I do the same thing as one of the many pieces of my somewhat messy Parse This library. Parse This, which is designed to feed WordPress plugins, forms the basis of the reply-contexts in the Post Kinds plugin, the parsing for the Yarns Microsub plugin, and my newly released bookmarks plugin. In all cases, it tries to extract as much data about the URL sent to it, and return it in microformats 2 json, or the simplified jf2 format.
Jamie’s code is a simple 80 lines that takes a few tags and tries to convert them. I ran through every meta tag I could find by looking at dozens of different sites, so I was inspired to document same.
First of all, if you look at MDN’s definition for the meta tag, it states that if the name property is set, the meta element applies to the entire page, but if the itemprop property is set, that’s user-defined metadata. The content property contains the value for the name attribute. There is no mention of the attribute property in the HTML spec, but it is mentioned in the OpenGraph protocol.
I take name, property, or itemprop and map it to the key in an associative array, then content is the value. For values with curies(:), I use that to create a nested array, which is what I use to map properties.
There are common classic meta names that are longstanding and defined in the HTML specification, such as author, description, and keywords. If nothing else, this might generate some simple information.
Moving up a level to OpenGraph…there are several common metadata fields, namespaced with og.
- og:title – this would map to p-name
- Media – Some media has the :secure_url addition for the https version of the image. This is still used, although the modern utility is sometimes questionable.
- og:image – this would map to u-photo.
- og:video – this would map to u-video
- og:audio – this would map to u-audio
- og:url – this would map to u-url
- og:description – this would map to p-summary
- og:longitude, og:latitude can map to the equivalent location
- og:type – The type is a bit harder to map, but can be used as hinting otherwise. Article as a type would be considered h-entry, profile would be h-card, music and video types would be h-cite.
Of the various types, music and video types are not really represented well in Microformats. So let’s focus on article first.
- article:published_time – mapped to the dt-published property
- article:modified_time – mapped to the dt-updated property
- article:author – mapped to the author property
Many of the types have a tag property, that can have one or more tags…which get mapped to category.
Jamie opted to map the Twitter namespace properties as a secondary factor. I opted not to. The namespace is from their Cards specification, which is really just another OGP namespace. The problem is that they don’t provide an author name or website, only their Twitter handle. The majority of sites I viewed had both the og and the twitter namespaces, and I never got anything from the twitter namespace that wasn’t in the og namespace except Twitter specific details, which I wasn’t interested in. Facebook was responsible for OGP, so most people want to cover both sites, so they have both.

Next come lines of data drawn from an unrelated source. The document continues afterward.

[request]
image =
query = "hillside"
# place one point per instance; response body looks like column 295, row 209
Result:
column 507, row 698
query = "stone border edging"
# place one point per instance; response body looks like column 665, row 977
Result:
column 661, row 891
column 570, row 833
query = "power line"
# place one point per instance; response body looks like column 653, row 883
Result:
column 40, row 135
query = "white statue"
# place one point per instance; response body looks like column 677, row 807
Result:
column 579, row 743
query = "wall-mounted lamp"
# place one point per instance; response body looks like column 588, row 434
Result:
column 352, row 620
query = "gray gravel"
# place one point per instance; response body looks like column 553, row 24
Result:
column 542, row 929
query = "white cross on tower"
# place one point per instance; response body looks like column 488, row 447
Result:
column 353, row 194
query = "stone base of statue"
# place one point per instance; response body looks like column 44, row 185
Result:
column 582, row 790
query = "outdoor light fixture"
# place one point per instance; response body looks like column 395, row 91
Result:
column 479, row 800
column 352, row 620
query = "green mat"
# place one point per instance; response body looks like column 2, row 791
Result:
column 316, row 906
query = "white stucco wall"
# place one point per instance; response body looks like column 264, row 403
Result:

I did opt to look for the custom namespace for FourSquare venues, which is playfourquare, for latitude longitude. I also considered the presence of the namespace to indicate a FourSquare venue, and therefore an h-card.
- playfoursquare:location:latitude – maps to p-latitude
- playfoursquare:location:longitude – maps to p-longitude
After the OGP tags, I also looked for some other common meta tag names.
Some academic sources use Dublin Core properties in meta tags:
-
- DC.Creator – p-author
- DC.Title – p-name
- DC.Date – dt-published
- DC.Date.modified – dt-updated
Parse.ly, which is part of WordPress VIP, has its own markup.
- parsely-title – p-name
- parsely-link – u-url
- parsely-image-url – u-photo
- parse-type – post is h-entry, index would be h-feed
- parsely-pub-date – Publication date
- parsely-author as p-author
- parsely-tags as the p-category
- They also offer the property parsely-metadata for other fields which is json encoded.
I also convert JSON-LD to microformats, but that’s another story
Sounds exciting.